Conditions for extreme wave runup on a vertical barrier by nonlinear dispersion

The runup of long strongly nonlinear waves impinging on a vertical wall can exceed six times the far-field amplitude of the incoming waves. This outcome stems from a precursory evolution process in which the wave height undergoes strong amplification due to the combined action of nonlinear steepening and dispersion, resulting in the formation of nonlinearly dispersive wave trains, i.e. undular bores. This part of the problem is first analysed separately, with emphasis on the wave amplitude growth rate during the development of undular bores within an evolving large-scale background. The growth of the largest wave in the group is seen to reflect the asymptotic time scaling provided by nonlinear modulation theory rather closely, even in the case of fully nonlinear evolution and moderately slow modulations.

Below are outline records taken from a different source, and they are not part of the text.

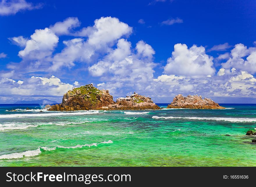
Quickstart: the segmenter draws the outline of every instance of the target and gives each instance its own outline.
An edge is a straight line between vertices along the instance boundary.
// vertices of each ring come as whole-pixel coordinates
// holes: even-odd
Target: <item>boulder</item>
[[[252,130],[248,130],[246,133],[246,135],[247,135],[247,136],[252,136],[253,135],[253,132]]]
[[[211,99],[205,98],[202,99],[201,96],[191,96],[187,97],[179,94],[173,98],[173,102],[168,105],[167,108],[189,108],[191,109],[223,109],[225,108],[219,105]]]
[[[159,109],[160,108],[154,103],[151,98],[142,96],[134,92],[131,96],[120,97],[116,100],[114,104],[108,106],[109,109],[145,110]]]
[[[96,109],[114,103],[108,90],[99,90],[90,84],[69,90],[63,95],[61,104],[45,108],[49,111]]]

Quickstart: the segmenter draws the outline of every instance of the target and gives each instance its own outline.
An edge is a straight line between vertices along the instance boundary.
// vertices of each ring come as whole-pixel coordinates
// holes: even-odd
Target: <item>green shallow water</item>
[[[0,166],[255,166],[256,144],[249,143],[254,137],[245,135],[256,127],[256,105],[230,105],[223,106],[234,108],[61,116],[36,110],[6,112],[26,107],[0,106],[0,158],[9,157],[0,159]],[[40,116],[30,116],[36,114]],[[21,114],[25,116],[13,115]],[[244,120],[232,121],[239,118]],[[102,142],[108,143],[99,143]],[[77,145],[85,146],[67,148]],[[52,150],[40,148],[36,155],[10,158],[10,154],[42,147]]]

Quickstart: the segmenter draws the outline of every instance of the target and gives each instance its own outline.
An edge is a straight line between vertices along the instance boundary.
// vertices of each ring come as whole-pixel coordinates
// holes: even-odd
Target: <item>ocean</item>
[[[256,128],[256,104],[220,105],[227,108],[50,112],[0,105],[0,166],[256,166],[256,136],[245,135]]]

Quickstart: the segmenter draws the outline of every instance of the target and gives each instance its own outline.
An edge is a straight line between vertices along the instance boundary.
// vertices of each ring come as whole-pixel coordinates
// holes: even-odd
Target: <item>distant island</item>
[[[223,109],[225,108],[209,98],[202,99],[201,96],[189,95],[184,97],[181,94],[176,96],[167,108],[189,108],[192,109]]]
[[[45,107],[50,111],[160,109],[151,98],[135,92],[131,96],[118,98],[115,102],[108,90],[99,90],[92,84],[69,90],[63,95],[61,104]]]
[[[47,99],[34,100],[32,101],[18,101],[14,104],[55,104],[58,103],[55,101],[51,101]]]

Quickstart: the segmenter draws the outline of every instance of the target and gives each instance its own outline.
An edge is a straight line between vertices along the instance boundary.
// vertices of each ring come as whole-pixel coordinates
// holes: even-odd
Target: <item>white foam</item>
[[[150,112],[125,112],[126,114],[145,114],[149,113]]]
[[[128,119],[127,118],[125,118],[125,119],[127,119],[128,120],[133,120],[134,119],[137,119],[137,118],[134,118],[133,119]]]
[[[29,127],[36,127],[38,126],[45,125],[71,125],[72,124],[82,124],[90,122],[91,122],[88,121],[79,122],[64,121],[56,122],[33,123],[33,125],[31,125],[29,123],[6,123],[3,124],[0,124],[0,131],[24,129]]]
[[[19,117],[31,117],[46,116],[54,116],[64,115],[84,115],[95,114],[100,114],[106,112],[105,110],[100,112],[99,110],[88,110],[84,112],[51,112],[50,113],[42,113],[40,114],[11,114],[0,115],[0,118],[17,118]]]
[[[26,109],[21,109],[17,108],[13,110],[6,110],[5,111],[6,112],[40,112],[40,111],[47,112],[47,110],[46,109],[29,109],[27,110]]]
[[[97,146],[99,144],[101,143],[112,143],[113,141],[112,140],[104,141],[99,143],[93,143],[90,144],[85,144],[84,145],[78,145],[75,146],[71,147],[63,147],[63,146],[55,146],[53,147],[39,147],[38,149],[34,150],[26,151],[24,152],[19,153],[15,153],[3,154],[0,155],[0,159],[18,159],[23,158],[24,157],[32,157],[38,155],[42,152],[41,149],[45,151],[52,151],[56,150],[57,148],[63,148],[64,149],[75,149],[76,148],[81,148],[83,147],[90,147],[91,146]]]
[[[26,151],[19,153],[15,153],[0,156],[0,159],[17,159],[23,157],[32,157],[38,155],[42,152],[40,148],[34,150]]]
[[[226,121],[231,122],[256,122],[255,118],[207,118],[200,117],[164,117],[161,116],[153,116],[152,118],[154,119],[187,119],[191,120],[216,120],[217,121]]]

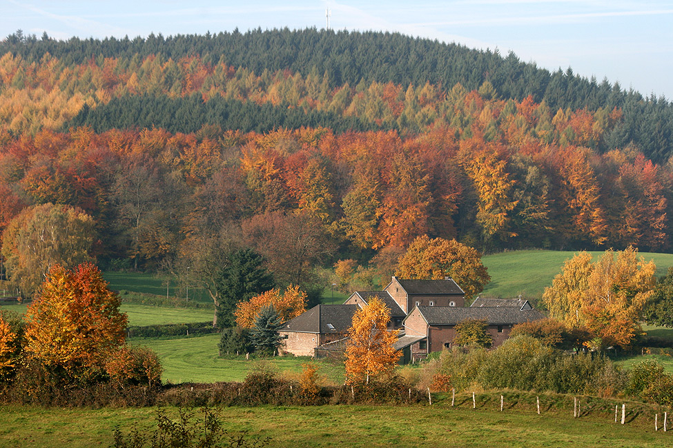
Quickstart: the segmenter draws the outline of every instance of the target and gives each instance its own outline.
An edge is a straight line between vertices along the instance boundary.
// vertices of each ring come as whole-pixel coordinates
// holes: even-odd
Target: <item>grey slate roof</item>
[[[511,307],[519,309],[529,309],[533,307],[522,298],[482,298],[477,297],[472,302],[471,307]]]
[[[390,309],[391,317],[406,317],[407,313],[402,311],[395,299],[388,294],[387,291],[355,291],[365,303],[369,303],[373,297],[378,297]]]
[[[421,339],[425,339],[426,336],[400,336],[397,341],[396,341],[395,345],[393,346],[395,347],[396,350],[401,350],[402,349],[411,345],[413,343],[418,342]]]
[[[408,280],[397,278],[402,287],[408,294],[422,294],[424,296],[433,295],[456,295],[462,296],[465,292],[453,281],[449,280]]]
[[[345,333],[353,325],[353,315],[359,309],[357,305],[318,305],[285,323],[278,331]]]
[[[511,307],[417,307],[431,325],[455,325],[465,319],[485,319],[490,325],[509,325],[544,318],[536,309]]]

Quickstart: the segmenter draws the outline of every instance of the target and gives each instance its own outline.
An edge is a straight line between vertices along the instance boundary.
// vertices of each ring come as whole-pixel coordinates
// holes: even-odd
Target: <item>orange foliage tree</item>
[[[273,307],[282,322],[297,317],[306,311],[306,294],[300,291],[298,286],[287,287],[285,293],[281,294],[280,289],[274,288],[247,302],[239,302],[236,305],[234,316],[236,323],[242,328],[252,328],[260,312],[268,306]]]
[[[656,269],[637,256],[638,250],[629,247],[616,254],[607,250],[594,264],[586,252],[566,261],[543,295],[549,316],[570,326],[585,325],[603,345],[627,347],[652,294]]]
[[[64,380],[95,379],[124,343],[126,316],[120,304],[93,264],[72,271],[54,266],[26,312],[27,356]]]
[[[373,376],[389,374],[402,354],[395,349],[396,332],[389,332],[390,309],[373,298],[353,316],[346,347],[346,382],[369,383]]]
[[[403,278],[441,280],[452,278],[470,299],[491,281],[481,254],[456,240],[418,236],[400,258],[396,275]]]

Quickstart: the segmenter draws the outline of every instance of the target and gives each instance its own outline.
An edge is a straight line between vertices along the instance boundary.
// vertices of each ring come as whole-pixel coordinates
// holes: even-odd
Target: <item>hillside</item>
[[[282,30],[17,33],[0,55],[0,232],[79,207],[104,268],[184,278],[217,241],[318,291],[316,267],[425,234],[487,254],[673,243],[671,105],[513,54]]]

In order to address the effect of such a dynamics on the subsequent wall runup, numerical simulations of evolving long-wave groups are then carried out in a computational wave tank delimited by vertical walls. Conditions for optimal runup efficiency are sought with respect to the main physical parameters characterizing the incident waves, namely the wavelength, the length of the propagation path and the initial amplitude. Extreme runup is found to be strongly correlated to the ratio between the available propagation time and the shallow-water nonlinear time scale. The problem is studied in the twofold mathematical framework of the fully nonlinear free-surface Euler equations and the strongly nonlinear Serre-Green-Naghdi model. The performance of the reduced model in providing accurate long-time predictions can therefore be assessed.